CASE STUDY
Duty Drawback Sharing
J.M. Rodgers uncovered over 3 million dollars in refunds for two companies in the chemical, mineral, and raw materials industry.
Client
Global suppliers, importers, exporters, and distributors of chemicals, minerals, and raw materials.
Challenge
Two companies—one mostly an importer, the other mostly an exporter—moved similar products but did not qualify for much drawback return on their own shipments.
Solution
Under the provisions of the Trade Facilitation and Trade Enforcement Act of 2015 (TFTEA), we now have the ability to match tariff codes at the 8-digit level for drawback purposes. Based on this law, using our drawback trading concept, we can match imports from one company with the exports of another, even if they do not have a previous commercial relationship prior to working together with JMR. Under TFTEA, the rules for matching imports to exports have changed from “Commercially Interchangeable”, which is a very high standard to meet, to interchangeability based upon classification under common tariff subheadings, which is a much easier test to meet. We identified an export client whose products matched the 8-digit HTS classification of the excess imports of our import client. Independently, both companies had very limited potential for drawback. We analyzed each party’s excess imports and exports to identify those that could, under a properly structured arrangement, qualify for drawback.

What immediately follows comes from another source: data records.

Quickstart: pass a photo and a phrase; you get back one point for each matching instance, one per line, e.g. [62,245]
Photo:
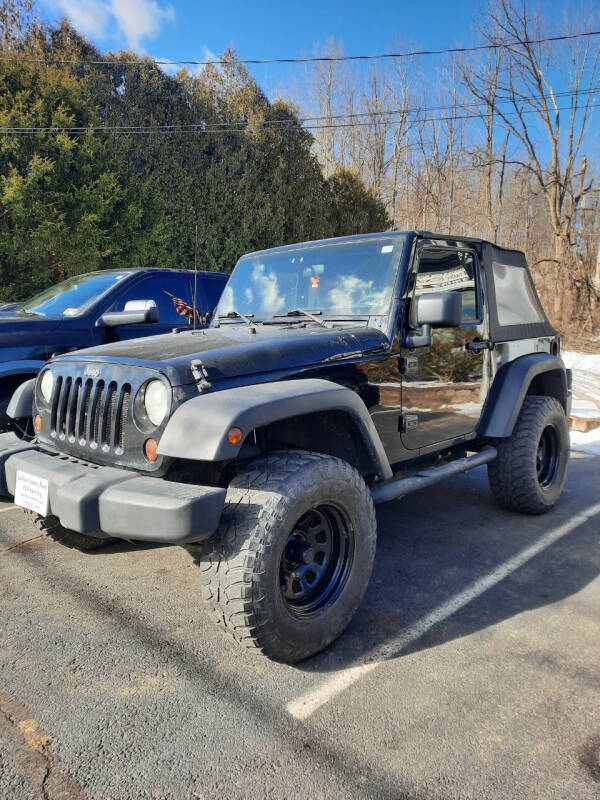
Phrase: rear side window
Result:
[162,289]
[516,303]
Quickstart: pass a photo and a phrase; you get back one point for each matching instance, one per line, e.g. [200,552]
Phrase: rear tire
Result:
[79,541]
[293,555]
[530,472]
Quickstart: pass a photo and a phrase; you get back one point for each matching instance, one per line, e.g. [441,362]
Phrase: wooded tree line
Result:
[118,190]
[502,144]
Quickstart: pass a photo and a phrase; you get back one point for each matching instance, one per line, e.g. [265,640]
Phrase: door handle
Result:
[477,345]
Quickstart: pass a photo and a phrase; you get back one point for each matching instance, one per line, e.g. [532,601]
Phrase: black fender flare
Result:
[511,385]
[20,405]
[198,429]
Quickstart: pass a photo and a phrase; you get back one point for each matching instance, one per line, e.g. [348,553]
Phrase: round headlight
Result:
[156,401]
[46,385]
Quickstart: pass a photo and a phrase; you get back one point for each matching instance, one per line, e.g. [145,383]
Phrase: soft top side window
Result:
[441,269]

In order to make a drawback claim, it was necessary to establish a commercial relationship between the two companies with agreed-upon transactions. Employing Customs rules around a drawback trading concept, we established the required commercial relationship between the import-rich company and the export-rich company’s transactions, enabling us to file the drawback claims arising from their combined transactions.
Results
JMR discovered approximately well over $3 million in refunds that neither importer nor exporter ever expected to realize.